The person familiar with the probe said there will likely not be a definitive answer as to Covid's origins at the end of the 90-day review— instead, any final assessment will likely lay out both theories and evaluate their pros and cons. The source said the relationship with China is too delicate to make an endorsement of one theory over another without smoking gun evidence, which doesn't exist right now.
"As I've listened to the analysts, I really see why it is that they perceive these two theories as being in contest with each other, and why it's very challenging for them to assess one over the other," Haines, the national intelligence director, told Yahoo! News in late June.
Asked directly if she had a feeling which competing possibility was more plausible, she replied: "I don't."
For the better part of 2020, advocates for the lab leak theory had to fight against claims they were being xenophobic or racist — in part thanks to anti-Chinese rhetoric from then-President Trump, who embraced the theory. An inquiry launched last fall by Trump's State Department, which sought to investigate whether China's biological weapons program could have had a greater role in the pandemic's origin in Wuhan, was shut down early on in the Biden administration.
An open letter published in February 2020 in the Lancet, an influential scientific journal, also set the tone early by declaring the virus to have a natural origin.
But the lab leak theory has gained more traction in recent months, especially following reports that the intelligence community found evidence that researchers at the Wuhan Institute of Virology fell seriously ill with a mysterious virus in November 2019 -- although it's not clear whether they contracted Covid-19 and no further evidence has emerged to corroborate that report.

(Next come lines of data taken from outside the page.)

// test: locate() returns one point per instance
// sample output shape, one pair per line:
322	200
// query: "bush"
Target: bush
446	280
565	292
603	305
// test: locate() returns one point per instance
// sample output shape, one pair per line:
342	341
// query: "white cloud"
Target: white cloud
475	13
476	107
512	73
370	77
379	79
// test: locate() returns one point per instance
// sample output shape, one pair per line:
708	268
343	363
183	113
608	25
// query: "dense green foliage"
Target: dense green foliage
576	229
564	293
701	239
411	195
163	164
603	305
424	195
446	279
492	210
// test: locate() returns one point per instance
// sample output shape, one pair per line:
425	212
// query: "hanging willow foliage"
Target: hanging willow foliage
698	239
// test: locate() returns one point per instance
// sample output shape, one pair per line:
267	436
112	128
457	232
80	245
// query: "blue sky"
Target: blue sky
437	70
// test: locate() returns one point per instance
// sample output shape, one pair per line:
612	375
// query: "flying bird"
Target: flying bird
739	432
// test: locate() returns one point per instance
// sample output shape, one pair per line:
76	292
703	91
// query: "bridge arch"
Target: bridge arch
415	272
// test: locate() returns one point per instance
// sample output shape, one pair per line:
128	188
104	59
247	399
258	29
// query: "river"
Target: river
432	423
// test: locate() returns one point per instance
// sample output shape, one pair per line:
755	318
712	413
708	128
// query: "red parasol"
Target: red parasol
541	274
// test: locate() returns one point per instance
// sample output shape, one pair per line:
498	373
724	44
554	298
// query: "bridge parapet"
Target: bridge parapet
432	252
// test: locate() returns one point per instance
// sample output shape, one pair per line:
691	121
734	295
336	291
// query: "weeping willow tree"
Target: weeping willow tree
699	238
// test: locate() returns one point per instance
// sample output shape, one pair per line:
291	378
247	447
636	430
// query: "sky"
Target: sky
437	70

The existence of another classified report issued last year by researchers at the Lawrence Livermore National Laboratory, which concluded it was possible that Covid-19 might have leaked from a lab in Wuhan, also became public.
Popular opinion has also shifted.
A POLITICO-Harvard poll conducted earlier this month found that 52% of US adults now believe Covid-19 leaked from a lab, up from 29% in March 2020.
"The growing public discourse has sharpened the [Science] Committee's focus on several topics within our jurisdictional mandate," said an aide to the House Committee on Science, Space and Technology, one of a handful of panels on Capitol Hill that is now actively investigating the matter.
For now, sources say, both theories lack definitive evidence, and officials say we may never know the truth.
"We're hoping to find a smoking gun, but it might not happen," Haines told Yahoo.
Pandemics in the past have emerged from natural transmission through animals, known as zoonotic transmission, and it often takes months or years to discover the host that the virus passed through as it adapted to infect humans. In some cases, as in Ebola, the original natural source has never been identified. It took years to find the evidence that an animal called a civet was the source of the 2003-2004 SARS outbreak. Despite tests of thousands of animals, the host for SARS-CoV-2 has yet to be found -- but scientists say China's not giving them the access they need to find the source.
But there is also no smoking gun for the lab leak theory, according to multiple sources.
Still, the renewed acknowledgment of the lab leak theory, coupled with fierce political interest on Capitol Hill, has spawned a number of congressional investigations that advocates say have developed new evidence.
Rep. Michael McCaul, the top Republican on the House Foreign Affairs Committee, plans to release a Covid-19 origins report at the end of this month that stitches together a narrative of the lab leak theory and makes "a pretty declarative statement," according to a congressional aide.
"I believe we have found the answer to the question," McCaul proclaimed at a recent GOP hearing on the pandemic's origins.